L’investissement nucléaire de la Caisse de dépôt au Royaume-Uni : un modèle inspirant… pour les autres
La rédaction
Alors que le gouvernement canadien tente tant bien que mal de stimuler l’investissement privé dans ses infrastructures, c’est au Royaume-Uni que l’une des plus importantes opérations de la Caisse de dépôt et placement du Québec (CDPQ) prend forme. Comme le rapporte Barbara Shecter dans un article fouillé du Financial Post publié le 24 juillet 2025, l’institution québécoise vient d’injecter 3,2 milliards de dollars dans le projet nucléaire Sizewell C, en partenariat avec le gouvernement britannique. Un modèle de collaboration public-privé dont le Canada aurait tout à gagner à s’inspirer… s’il pouvait offrir un cadre comparable.
Une opération d’envergure sécurisée par l’État britannique
La CDPQ prend une participation de 20 % dans la centrale nucléaire Sizewell C, présentée comme la première nouvelle installation du genre au Royaume-Uni depuis 1995. Le projet, mené en collaboration avec des partenaires tels que l’énergéticien français EDF, Centrica, Amber Infrastructure, et financé via le nouveau Fonds national de richesse du gouvernement Starmer, promet plus de 60 ans d’approvisionnement en énergie bas-carbone. Ce qui distingue cet investissement, souligne Barbara Shecter, c’est l’architecture de financement : la majorité des coûts sont couverts par l’État britannique, et les investisseurs institutionnels comme la CDPQ sont protégés contre les dépassements de coûts grâce à des garanties spécifiques.
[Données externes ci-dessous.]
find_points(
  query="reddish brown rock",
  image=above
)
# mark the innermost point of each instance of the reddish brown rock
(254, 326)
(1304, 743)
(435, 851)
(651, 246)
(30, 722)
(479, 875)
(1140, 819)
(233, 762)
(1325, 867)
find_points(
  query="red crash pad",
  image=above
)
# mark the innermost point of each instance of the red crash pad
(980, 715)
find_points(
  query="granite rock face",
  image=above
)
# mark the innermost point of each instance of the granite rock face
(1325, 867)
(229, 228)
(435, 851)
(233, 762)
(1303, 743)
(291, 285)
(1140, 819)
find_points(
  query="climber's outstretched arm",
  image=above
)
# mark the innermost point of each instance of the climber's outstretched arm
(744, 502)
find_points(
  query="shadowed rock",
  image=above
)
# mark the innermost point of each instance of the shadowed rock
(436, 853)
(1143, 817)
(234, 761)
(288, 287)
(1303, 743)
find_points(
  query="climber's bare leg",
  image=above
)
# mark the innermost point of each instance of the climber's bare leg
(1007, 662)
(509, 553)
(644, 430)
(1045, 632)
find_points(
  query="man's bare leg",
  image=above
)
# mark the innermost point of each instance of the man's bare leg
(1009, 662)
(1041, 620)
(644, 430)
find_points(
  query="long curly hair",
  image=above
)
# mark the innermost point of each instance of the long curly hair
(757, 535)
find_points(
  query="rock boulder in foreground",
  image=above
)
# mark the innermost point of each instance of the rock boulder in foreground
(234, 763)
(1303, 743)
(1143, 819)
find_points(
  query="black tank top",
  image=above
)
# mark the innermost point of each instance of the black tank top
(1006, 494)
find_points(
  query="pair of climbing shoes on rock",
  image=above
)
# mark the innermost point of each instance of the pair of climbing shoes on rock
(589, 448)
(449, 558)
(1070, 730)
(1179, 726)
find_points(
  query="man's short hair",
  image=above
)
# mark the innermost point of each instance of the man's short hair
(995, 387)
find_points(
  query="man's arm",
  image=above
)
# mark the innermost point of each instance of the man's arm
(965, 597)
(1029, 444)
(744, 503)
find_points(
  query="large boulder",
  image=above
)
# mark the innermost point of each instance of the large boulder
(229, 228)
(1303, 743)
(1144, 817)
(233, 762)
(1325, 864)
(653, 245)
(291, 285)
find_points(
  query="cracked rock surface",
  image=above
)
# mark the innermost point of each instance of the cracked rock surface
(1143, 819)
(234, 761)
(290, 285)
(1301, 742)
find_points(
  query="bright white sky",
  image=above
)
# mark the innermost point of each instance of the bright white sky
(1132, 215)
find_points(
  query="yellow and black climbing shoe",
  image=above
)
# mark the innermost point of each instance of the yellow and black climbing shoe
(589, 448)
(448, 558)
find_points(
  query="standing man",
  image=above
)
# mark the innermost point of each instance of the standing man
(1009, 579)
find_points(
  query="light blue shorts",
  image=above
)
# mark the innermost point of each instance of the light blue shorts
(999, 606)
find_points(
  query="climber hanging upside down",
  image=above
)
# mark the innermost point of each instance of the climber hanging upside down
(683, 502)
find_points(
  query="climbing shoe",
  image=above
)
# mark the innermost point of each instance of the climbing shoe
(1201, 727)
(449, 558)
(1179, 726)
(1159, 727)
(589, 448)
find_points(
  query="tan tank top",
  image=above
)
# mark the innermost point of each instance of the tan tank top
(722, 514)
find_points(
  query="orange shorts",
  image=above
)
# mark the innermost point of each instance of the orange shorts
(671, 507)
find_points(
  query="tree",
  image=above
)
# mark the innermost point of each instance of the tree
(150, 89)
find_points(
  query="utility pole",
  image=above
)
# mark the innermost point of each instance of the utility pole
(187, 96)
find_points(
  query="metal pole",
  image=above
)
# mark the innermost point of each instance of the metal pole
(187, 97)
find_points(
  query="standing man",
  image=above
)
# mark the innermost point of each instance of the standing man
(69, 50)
Le rendement de la Caisse est ainsi sécurisé dès le départ.
Selon le professeur Sébastien Betermier de l’Université McGill, cité dans l’article, ce type de montage illustre parfaitement ce que devrait être un partenariat intelligent entre l’État et les grands fonds de pension : « Le gouvernement britannique a réussi à réduire le niveau de risque de construction et à fournir un rendement dès le début. »
Un contraste frappant avec la situation canadienne
Or, comme le souligne Shecter, le Canada peine à reproduire ce type de succès. Les fonds de pension canadiens, dont la CDPQ, Brookfield ou OMERS, ont de moins en moins tendance à investir au pays, faute de projets assez ambitieux, bien structurés ou financièrement sécurisés. Malgré les intentions répétées d’Ottawa depuis 2016, les projets canadiens souffrent d’un manque de coordination, d’une dispersion bureaucratique à travers plus de 20 ministères et agences, et d’une absence de garanties solides pour attirer les capitaux privés. Résultat : les investissements se dirigent ailleurs.
Le cas de la Banque de l’infrastructure du Canada, créée en 2017 avec de grandes ambitions, illustre cette incapacité structurelle. Selon un rapport récent du Bureau du directeur parlementaire du budget, la banque est en voie de ne débloquer que 14,9 milliards $ d’ici 2027-2028, soit bien en deçà de son objectif initial de 35 milliards $. Un comité de la Chambre des communes recommandait même son abolition dès 2022.